Ces dernières années, la bande dessinée algérienne connaît un regain. Le festival consacré à cet art, le Fibda, a servi de tremplin à de nouveaux créateurs tout en remettant en lumière des auteurs confirmés plus anciens. Si l'apport de cette manifestation est avéré, il est certain que les talents étaient là, en potentiel, dans une société qui a longtemps été privée de bande dessinée, mais où la passion de cet art est restée répandue, profondément ancrée dans plusieurs générations depuis l'aventure unique de la revue M'Quideche (1969-1974).
On assiste aujourd'hui à un accroissement de la production qui concerne autant la BD «classique» que les mangas remarquablement portés par les jeunes lecteurs.

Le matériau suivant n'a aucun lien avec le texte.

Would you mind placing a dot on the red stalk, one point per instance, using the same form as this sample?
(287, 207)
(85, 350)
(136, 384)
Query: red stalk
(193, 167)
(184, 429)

A la faveur du dernier Salon international du livre d'Alger, plusieurs albums ont été promus auprès du public. Honneur aux anciens, nous commencerons par Benattou Masmoudi. Ce sexagénaire, qui a étudié à l'Ecole nationale des beaux-arts d'Alger, a effectué une longue carrière de décorateur à la télévision et d'architecte d'intérieur. Mais il n'a jamais cessé, à ce jour, de créer des bandes dessinées avec une prédilection pour l'histoire de l'Algérie.
Il s'est intéressé ainsi à la période ottomane avec Raïs Aroudj, l'homme au bras d'argent et Barberousse Kheireddine, le lion des mers parus en 2003, comme à l'épopée des grandes résistances populaires du XIXe siècle, avec des œuvres sur l'Emir
Abdelkader et Cheikh Bouamama. L'histoire de l'Andalousie musulmane a également retenu son attention, avec Tariq Ibn Zyad, de même que la guerre d'indépendance qui a inspiré plusieurs de ses albums, dont le tout premier La montagne embrasée (1977). Cette année, quatre de ses albums sont sortis aux éditions Dalimen.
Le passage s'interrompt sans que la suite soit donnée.